La territorialisation identitaire de la question sociale sous la forme de la logique du quartier est ce cercle vicieux qu’il faudrait pouvoir briser. Pourtant, aujourd’hui, bien des acteurs le renforcent en redoublant les effets discriminants des politiques publiques, censées « traiter » les maux dédits quartiers, par les effets d’image de la spatialisation du différend identitaire. Tout ceci construit peu à peu et par « exaspération symétrique » d’une mythologie spatiale un communautarisme territorial qui est toujours problématique. Le face à face des revendications identitaires et des politiques stigmatisantes ne peut produire que le pire. On devrait commencer à s’en rendre compte, alors même que depuis plus de 30 ans, toute la politique de la ville fait du « quartier » (en général le « grand ensemble » d’habitat social) son objet quais exclusif. Une politique qui se veut globale est de ce fait rabattue sur une entrée spatiale dont la pertinence, en termes de pensée de l’organisation urbaine, est faible, mais dont la résonance imaginaire est considérable. On en attend des effets de mobilisation des acteurs, qui, à l’évidence, ne peut pas être niée, même si les résultats de cette mobilisation s’avèrent parfois contre intuitifs ; on a aussi (et surtout) produit de la stigmatisation et accentué des clivages sociaux et politiques, sans régler bon nombre des problèmes de fond.
Il me semble que l’audace consisterait aujourd’hui à vouloir arrêter cette machine infernale que nous alimentons tous.

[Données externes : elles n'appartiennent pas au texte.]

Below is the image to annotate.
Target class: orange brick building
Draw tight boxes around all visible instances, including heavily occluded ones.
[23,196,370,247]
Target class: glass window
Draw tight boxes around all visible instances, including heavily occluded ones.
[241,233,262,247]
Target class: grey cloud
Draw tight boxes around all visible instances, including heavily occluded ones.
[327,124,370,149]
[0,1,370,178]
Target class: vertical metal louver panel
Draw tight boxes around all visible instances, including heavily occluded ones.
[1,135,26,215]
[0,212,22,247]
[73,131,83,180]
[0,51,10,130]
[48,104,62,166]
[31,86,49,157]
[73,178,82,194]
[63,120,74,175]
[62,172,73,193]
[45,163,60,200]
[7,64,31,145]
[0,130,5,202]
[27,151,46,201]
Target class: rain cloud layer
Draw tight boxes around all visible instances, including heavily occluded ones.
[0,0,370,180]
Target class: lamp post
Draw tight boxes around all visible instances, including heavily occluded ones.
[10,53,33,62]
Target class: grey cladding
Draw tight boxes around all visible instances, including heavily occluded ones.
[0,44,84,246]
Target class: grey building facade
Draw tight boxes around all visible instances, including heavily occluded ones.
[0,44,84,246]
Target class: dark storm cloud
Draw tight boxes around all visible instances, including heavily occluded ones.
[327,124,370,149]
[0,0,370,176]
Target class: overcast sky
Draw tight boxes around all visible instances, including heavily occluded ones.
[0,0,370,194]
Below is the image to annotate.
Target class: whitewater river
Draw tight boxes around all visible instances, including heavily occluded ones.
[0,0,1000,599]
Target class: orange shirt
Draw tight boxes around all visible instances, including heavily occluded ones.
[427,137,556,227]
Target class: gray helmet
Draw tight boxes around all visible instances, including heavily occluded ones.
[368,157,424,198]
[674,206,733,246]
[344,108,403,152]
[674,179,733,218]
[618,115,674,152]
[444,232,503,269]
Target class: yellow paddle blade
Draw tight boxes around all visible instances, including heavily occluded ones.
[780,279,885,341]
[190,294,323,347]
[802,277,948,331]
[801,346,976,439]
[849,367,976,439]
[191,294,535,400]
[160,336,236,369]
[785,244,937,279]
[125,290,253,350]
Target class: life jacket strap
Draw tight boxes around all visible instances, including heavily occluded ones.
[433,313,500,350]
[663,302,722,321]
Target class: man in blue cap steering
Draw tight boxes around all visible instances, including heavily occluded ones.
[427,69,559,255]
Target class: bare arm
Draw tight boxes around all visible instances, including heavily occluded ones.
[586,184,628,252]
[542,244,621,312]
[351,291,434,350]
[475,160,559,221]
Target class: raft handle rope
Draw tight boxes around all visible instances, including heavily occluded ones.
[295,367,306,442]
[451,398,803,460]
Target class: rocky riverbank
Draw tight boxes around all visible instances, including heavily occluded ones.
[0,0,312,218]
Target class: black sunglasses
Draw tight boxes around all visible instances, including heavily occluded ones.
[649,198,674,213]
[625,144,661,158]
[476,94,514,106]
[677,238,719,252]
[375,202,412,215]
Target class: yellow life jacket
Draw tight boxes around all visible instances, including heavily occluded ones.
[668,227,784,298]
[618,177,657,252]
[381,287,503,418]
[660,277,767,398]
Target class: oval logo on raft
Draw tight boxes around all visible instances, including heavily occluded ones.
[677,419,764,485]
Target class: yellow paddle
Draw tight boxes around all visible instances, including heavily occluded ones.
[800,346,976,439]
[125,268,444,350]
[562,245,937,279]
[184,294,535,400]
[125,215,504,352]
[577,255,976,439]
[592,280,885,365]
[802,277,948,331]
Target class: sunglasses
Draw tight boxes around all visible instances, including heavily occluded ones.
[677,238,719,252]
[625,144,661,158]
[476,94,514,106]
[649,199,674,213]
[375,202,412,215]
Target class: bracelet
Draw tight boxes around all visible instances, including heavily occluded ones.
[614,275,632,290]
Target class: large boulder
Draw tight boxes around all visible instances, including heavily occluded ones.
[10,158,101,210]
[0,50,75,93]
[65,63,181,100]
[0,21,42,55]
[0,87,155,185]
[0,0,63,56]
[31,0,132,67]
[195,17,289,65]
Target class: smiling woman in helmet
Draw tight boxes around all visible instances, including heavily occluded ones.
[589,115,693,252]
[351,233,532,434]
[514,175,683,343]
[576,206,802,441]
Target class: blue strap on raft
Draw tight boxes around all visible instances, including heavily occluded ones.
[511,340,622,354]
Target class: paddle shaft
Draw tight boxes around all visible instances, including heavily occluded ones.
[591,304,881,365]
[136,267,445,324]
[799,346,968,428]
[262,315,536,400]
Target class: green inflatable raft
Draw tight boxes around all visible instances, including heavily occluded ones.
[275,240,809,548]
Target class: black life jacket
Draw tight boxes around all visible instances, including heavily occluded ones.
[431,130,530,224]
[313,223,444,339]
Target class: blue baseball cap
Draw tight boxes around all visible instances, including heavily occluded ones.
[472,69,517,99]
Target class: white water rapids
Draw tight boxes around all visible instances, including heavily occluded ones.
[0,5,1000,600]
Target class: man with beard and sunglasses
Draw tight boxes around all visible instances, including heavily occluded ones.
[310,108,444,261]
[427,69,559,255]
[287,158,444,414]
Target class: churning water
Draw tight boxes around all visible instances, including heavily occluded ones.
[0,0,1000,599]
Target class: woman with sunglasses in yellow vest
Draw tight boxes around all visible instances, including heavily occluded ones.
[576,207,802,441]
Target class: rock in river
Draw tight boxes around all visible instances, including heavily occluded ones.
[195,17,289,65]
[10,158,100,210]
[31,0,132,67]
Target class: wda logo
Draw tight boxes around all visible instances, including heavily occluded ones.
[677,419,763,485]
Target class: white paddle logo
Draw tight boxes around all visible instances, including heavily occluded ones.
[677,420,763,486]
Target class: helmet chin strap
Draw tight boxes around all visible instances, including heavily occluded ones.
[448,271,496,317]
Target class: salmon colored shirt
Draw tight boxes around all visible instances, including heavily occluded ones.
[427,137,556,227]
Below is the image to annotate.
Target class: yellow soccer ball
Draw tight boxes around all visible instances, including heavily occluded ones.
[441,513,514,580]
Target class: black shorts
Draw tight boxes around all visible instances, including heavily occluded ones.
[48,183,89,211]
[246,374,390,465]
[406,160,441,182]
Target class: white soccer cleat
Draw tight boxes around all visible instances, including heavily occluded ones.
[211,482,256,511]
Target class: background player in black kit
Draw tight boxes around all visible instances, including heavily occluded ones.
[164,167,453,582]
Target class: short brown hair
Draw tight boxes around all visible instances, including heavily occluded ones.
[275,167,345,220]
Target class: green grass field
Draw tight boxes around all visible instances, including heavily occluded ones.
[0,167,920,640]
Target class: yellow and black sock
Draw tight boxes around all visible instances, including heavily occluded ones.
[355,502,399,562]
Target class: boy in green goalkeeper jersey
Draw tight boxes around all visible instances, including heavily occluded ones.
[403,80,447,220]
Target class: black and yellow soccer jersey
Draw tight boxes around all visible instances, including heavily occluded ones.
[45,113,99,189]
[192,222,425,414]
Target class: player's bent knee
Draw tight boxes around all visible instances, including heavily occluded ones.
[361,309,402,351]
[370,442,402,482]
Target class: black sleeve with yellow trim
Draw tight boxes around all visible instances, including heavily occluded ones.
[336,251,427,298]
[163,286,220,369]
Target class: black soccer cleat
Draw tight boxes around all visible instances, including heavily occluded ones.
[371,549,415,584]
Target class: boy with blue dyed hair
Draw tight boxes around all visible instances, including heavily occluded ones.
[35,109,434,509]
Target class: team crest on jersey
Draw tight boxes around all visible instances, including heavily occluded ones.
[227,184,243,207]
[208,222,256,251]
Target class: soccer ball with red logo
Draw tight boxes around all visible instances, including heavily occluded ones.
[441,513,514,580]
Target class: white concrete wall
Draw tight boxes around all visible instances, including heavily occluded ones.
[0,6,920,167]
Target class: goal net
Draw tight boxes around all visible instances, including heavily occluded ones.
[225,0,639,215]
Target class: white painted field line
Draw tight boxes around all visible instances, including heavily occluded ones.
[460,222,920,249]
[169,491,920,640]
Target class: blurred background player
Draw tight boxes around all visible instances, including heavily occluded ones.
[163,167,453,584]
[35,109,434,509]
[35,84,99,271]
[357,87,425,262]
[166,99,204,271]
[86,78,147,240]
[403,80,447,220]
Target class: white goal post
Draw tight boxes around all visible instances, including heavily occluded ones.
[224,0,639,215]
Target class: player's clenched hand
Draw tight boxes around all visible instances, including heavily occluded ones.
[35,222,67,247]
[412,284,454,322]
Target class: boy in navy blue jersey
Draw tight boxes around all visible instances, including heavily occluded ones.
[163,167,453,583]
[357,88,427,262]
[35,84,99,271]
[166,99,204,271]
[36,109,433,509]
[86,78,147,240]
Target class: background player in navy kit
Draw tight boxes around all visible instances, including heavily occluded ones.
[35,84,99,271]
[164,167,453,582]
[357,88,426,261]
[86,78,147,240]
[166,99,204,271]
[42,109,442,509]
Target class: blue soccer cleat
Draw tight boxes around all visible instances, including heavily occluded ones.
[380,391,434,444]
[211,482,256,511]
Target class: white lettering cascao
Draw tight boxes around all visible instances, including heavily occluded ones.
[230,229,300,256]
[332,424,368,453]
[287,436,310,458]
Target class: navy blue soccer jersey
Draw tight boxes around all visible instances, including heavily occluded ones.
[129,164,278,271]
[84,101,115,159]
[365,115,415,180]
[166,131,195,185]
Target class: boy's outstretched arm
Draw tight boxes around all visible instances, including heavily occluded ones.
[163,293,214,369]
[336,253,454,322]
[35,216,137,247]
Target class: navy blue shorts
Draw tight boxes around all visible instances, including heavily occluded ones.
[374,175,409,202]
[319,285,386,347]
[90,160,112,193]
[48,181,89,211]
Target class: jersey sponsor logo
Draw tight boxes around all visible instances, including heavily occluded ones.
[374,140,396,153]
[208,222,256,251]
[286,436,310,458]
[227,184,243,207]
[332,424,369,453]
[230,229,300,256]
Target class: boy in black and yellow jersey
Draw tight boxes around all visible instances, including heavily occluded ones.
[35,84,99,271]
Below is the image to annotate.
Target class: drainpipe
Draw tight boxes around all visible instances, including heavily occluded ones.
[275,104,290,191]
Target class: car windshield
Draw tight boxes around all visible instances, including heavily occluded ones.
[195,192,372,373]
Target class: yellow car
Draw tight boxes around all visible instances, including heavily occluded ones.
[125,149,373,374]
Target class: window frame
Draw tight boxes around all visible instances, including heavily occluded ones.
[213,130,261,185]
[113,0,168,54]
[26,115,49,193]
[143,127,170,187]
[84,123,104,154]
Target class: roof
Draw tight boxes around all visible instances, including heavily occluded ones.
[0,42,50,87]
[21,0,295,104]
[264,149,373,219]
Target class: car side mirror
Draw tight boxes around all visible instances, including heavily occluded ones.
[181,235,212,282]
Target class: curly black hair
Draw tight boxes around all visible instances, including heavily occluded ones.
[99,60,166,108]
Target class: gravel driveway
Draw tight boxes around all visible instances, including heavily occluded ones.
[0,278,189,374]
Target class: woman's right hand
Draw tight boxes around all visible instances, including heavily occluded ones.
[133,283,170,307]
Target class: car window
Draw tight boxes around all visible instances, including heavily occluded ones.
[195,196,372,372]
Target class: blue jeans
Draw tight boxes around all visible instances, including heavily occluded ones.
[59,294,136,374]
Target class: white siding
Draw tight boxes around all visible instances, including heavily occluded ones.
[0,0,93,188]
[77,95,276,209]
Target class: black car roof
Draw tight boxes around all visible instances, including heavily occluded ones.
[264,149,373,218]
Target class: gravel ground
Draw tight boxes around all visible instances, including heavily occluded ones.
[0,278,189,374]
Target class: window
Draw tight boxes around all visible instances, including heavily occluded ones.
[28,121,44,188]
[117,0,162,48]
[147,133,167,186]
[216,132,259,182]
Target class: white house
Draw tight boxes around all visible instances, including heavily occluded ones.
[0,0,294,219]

Et si, pour se faire, il ne faudrait pas d’abord décider de renoncer à l’idée que le quartier mérite d’être considéré comme une entité de base de l’organisation urbaine. Si le voisinage est ce qui m’entoure, il ne peut pas être ce qui me définit entièrement, car là commence l’aliénation localiste. D’autres proximités signifiantes existent, d’autres liens se créent. A la vision fixiste des villes qui les voit composées de quartiers juxtaposés, il faut préférer une approche qui reconnaît que l’urbain contemporain est ouvert et mobile et que le lieu de la résidence ne peut plus être l’alpha et l’oméga de tout diagnostic et de toute approche politique.